The military’s communique was welcomed by opposition leaders as offering a specific timetable for transition to civil rule. Ayman Nour, a longtime opponent of Mubarak’s, called it a victory for the revolution, while youthful leaders, some of whom met in downtown Cairo last night to chart a path forward in negotiations with the military, described it as a concrete step.
“The statement is fine,’’ said Ahmed Maher, a leading organizer. “We still need more details, but it was more comforting than what we heard before.’’ Another organizer, Ahmed Zidan, said it met “90 percent of the demands’’ of the demonstrators.
But still unanswered are other demands of the protesters, among them the release of thousands of political prisoners. The military’s position on emergency law, which gave Mubarak’s government wide powers to arrest and detain people, has similarly remained ambiguous. The military said earlier that it would abolish it once conditions improved, but has yet to address it since. Essam al-Arian, a prominent Brotherhood leader, echoed those demands, saying their fulfillment “would bring calm to the society.’’
The military has said the government of Prime Minister Ahmed Shafiq, appointed Jan. 29, would remain in place as a caretaker Cabinet in the transition, though it reserved the right to dismiss some of the ministers. The Cabinet met yesterday for the first time since Mubarak’s fall, notably with his once-ubiquitous portrait nowhere to be seen.
“Our concern now in the Cabinet is security, to bring security back to the Egyptian citizen,’’ he told a news conference after the meeting, echoing the demands of many in Cairo’s streets yesterday that it was time to end nearly three weeks of tumult.
Other than Tantawi and Sami Anan, the army chief of staff, the military’s council remains opaque, with many in Egypt unable to identity anyone else on it. Omar Suleiman, the former vice president and once one of the most powerful men in Egypt, has not appeared since Friday, and Shafiq said the military would determine his role.
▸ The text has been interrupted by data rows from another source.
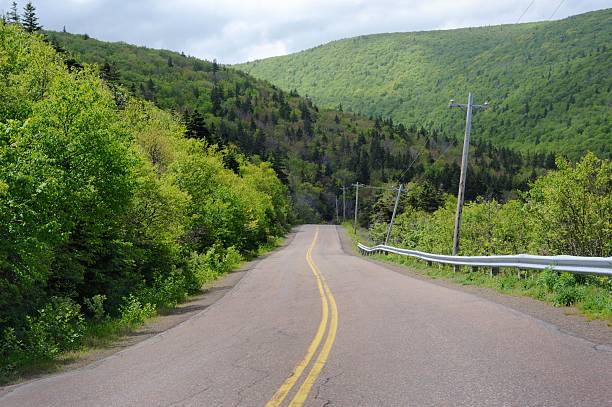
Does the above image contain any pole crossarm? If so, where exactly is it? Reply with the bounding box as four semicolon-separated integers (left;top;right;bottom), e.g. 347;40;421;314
448;92;489;256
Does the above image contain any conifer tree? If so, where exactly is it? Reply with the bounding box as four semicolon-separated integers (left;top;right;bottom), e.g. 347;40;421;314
23;1;42;32
6;1;20;24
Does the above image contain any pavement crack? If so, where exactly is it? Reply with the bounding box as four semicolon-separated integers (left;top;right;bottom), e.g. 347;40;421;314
314;372;344;407
166;386;210;407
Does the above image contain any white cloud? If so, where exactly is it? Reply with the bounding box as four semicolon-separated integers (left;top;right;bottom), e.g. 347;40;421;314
0;0;610;63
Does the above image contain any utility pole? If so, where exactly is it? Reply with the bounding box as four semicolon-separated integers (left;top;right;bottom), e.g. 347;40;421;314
342;185;346;222
353;182;359;234
334;194;340;223
448;92;489;256
385;184;404;246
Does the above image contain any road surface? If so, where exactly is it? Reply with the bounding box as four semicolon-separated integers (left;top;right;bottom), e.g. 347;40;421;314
0;226;612;407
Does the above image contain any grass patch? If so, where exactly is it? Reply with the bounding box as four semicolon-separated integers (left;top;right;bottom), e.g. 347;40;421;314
0;237;286;385
343;223;612;326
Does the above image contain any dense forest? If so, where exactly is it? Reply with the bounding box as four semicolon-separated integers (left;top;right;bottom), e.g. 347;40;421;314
47;32;555;222
0;20;293;381
236;9;612;159
0;3;612;381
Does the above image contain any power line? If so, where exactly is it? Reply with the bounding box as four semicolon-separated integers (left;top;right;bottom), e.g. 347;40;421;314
548;0;565;20
515;0;535;24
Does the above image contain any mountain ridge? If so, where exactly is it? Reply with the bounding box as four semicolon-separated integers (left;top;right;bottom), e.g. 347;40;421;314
233;9;612;158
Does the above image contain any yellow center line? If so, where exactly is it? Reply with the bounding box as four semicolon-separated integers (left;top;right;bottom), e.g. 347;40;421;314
266;227;329;407
289;255;338;407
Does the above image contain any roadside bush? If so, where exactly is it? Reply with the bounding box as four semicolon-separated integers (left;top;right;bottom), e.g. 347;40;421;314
553;273;584;306
24;298;85;359
119;294;157;327
83;294;107;322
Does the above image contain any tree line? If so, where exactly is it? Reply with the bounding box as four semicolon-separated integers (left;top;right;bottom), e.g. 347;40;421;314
0;21;293;379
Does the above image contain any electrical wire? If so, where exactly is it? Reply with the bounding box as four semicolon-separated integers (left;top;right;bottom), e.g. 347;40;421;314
548;0;565;20
515;0;535;24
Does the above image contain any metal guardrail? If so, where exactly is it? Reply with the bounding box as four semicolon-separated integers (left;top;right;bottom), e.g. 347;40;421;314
357;243;612;277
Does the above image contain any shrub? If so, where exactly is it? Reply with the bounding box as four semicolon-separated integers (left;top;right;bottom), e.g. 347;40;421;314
119;294;156;327
84;294;106;322
553;273;584;306
25;297;85;359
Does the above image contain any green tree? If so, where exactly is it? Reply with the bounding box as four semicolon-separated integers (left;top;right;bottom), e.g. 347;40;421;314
6;1;21;24
23;1;42;32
With the police yet to return to the streets in force, the military has deployed across the city, seeking to manage protests that sprung up across Cairo yesterday. At banks, insurance companies, and even the Academy of Scientific Research, scores gathered to demand better pay, in a sign of the difficulties the military will face in meeting the expectations that have exponentially risen with the success of the uprising.